This sweeping novel is an indictment of the corruption, violence and inhumanity that spews from the very top of society. Set in Nigeria, “land of the happiest people on earth”, it paints a disturbing picture of life, even before the grisly plot gets going.
The book takes aim at the elites and the political system that serves them. An ongoing saga is the re‑election campaign of Sir Goddie, and the machinations of his hangers-on.
The main characters are trying to cope with the horrors generated by this system—and to change it.
Duoyle, an engineer, is a “busybody” trying to unearth the truth about events the powerful hoped were safely covered up. One of his closest friends, Doctor Menka, operates on amputee victims of Boko Haram, and women who have suffered sexual violence.

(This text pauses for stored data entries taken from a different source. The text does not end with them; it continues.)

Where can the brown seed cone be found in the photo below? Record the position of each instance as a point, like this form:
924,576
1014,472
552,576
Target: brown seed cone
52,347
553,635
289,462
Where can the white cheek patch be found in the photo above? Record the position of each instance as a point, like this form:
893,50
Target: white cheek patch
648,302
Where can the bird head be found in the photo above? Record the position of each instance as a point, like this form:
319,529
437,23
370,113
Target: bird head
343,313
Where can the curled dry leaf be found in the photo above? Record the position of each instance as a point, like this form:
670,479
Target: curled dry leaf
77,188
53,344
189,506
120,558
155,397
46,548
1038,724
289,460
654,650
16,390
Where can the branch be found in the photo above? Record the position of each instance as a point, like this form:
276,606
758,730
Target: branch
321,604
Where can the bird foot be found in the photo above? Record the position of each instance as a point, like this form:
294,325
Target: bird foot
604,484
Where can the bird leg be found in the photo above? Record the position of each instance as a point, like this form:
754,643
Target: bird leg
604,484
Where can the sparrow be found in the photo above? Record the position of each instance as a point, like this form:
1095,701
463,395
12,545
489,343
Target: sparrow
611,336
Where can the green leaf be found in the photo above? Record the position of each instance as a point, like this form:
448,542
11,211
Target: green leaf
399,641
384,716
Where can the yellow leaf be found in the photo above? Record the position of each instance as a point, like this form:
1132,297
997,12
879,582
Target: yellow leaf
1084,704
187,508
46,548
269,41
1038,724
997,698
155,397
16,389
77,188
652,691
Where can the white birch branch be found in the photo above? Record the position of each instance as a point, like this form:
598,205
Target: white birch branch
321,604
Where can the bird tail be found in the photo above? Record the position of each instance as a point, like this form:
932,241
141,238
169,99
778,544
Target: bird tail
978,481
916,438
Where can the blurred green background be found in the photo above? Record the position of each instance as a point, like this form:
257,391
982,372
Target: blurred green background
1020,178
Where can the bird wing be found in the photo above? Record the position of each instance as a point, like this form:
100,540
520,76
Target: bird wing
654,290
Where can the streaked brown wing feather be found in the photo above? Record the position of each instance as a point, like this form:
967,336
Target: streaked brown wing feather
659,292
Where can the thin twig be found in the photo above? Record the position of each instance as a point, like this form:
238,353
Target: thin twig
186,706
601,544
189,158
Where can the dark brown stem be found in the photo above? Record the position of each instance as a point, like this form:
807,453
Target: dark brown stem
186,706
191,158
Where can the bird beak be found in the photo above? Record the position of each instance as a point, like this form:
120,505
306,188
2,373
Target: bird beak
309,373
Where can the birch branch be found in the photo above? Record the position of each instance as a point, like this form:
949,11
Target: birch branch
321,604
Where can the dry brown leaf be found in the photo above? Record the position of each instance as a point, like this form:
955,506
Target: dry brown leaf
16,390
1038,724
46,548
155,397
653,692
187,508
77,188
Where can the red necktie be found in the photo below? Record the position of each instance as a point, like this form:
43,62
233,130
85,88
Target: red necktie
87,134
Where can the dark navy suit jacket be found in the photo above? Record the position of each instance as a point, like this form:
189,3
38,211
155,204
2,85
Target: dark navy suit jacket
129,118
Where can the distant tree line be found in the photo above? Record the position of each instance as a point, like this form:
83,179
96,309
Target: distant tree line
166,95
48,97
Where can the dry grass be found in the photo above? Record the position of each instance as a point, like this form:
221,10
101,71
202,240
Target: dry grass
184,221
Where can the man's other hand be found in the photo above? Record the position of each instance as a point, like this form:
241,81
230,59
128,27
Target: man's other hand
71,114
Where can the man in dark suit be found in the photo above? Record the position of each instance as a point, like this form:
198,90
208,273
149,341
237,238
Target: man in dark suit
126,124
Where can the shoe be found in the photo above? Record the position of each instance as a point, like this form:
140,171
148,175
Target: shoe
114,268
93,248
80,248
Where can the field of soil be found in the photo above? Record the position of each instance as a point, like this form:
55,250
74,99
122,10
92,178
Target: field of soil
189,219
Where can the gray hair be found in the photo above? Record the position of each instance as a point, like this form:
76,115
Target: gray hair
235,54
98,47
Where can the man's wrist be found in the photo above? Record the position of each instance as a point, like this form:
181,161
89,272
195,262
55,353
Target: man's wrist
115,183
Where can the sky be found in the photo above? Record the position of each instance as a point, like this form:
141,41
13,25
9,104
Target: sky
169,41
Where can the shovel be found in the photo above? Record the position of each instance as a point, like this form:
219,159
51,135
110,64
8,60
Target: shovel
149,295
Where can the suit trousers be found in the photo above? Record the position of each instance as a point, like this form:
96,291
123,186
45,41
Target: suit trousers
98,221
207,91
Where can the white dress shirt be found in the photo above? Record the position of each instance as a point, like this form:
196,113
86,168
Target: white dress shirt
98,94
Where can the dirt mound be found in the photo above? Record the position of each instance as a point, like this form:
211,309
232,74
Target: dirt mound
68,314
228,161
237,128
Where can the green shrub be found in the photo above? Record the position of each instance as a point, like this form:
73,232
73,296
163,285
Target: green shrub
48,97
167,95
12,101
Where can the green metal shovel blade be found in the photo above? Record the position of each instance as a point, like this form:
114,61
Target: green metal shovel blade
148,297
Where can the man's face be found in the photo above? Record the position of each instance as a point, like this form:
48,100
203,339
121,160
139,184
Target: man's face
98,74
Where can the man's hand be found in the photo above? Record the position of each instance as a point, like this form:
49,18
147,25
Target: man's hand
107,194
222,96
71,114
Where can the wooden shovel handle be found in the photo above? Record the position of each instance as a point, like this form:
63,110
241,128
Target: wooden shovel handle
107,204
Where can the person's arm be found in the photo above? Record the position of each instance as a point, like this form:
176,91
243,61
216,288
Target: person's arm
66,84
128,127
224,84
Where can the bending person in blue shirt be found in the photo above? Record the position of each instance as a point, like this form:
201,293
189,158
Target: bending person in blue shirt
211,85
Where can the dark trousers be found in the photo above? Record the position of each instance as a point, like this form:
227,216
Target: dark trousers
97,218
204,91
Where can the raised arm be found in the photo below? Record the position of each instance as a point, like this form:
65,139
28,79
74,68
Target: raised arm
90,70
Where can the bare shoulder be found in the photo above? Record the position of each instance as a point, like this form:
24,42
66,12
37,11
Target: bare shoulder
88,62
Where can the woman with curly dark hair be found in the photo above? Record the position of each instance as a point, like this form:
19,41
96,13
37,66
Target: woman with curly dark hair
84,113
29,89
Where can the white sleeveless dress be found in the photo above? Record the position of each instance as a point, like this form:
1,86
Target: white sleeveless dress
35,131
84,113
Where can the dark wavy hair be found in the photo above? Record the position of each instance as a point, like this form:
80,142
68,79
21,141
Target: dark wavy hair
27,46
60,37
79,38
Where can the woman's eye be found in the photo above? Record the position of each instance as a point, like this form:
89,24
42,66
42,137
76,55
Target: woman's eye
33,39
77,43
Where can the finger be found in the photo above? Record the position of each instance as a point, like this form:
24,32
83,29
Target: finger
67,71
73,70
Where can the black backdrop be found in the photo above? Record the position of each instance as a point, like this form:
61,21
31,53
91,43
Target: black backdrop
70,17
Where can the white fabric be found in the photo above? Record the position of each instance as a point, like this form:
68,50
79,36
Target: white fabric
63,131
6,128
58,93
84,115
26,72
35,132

Soyinka is blunt about what this means. He describes how some justify sex with young girls by referring to religion. “End of discourse. End of innocence. Beginning of vaginal fistula.”
There are many other striking descriptions of casual violence, such as the cop pointing a gun “calmly, deliberately, at the head of the unbelieving statistic”. Soyinka’s writing is compelling, and especially chilling when he points to how the system really works.
Goddie learns from Papa Davina, a self-styled religious guru, details of an assassination after the fact. Goddie remarks indignantly, “I am supposed to be the prime minister.”
Davina responds, “And so you are, but you cannot oversee everything. You are only here for… maximum eight years? We are here forever.”
The plot at the heart of the novel is Menka’s discovery of a secret trade in body parts running from his hospital. When he confides this to Duyole, they are both in danger.
There are many surprises and a brilliant shocker just a page from the end. Menka and Duyole are from privileged backgrounds and there’s a danger that, by focusing so much on the top of society, ordinary people are absent.
They only seem to appear as victims or perpetrators of violence—or as gullible dupes.
So the book might not leave you with a lot of hope that things can be changed. But it is still an impressive—and entertaining—howl of rage against a barbaric system.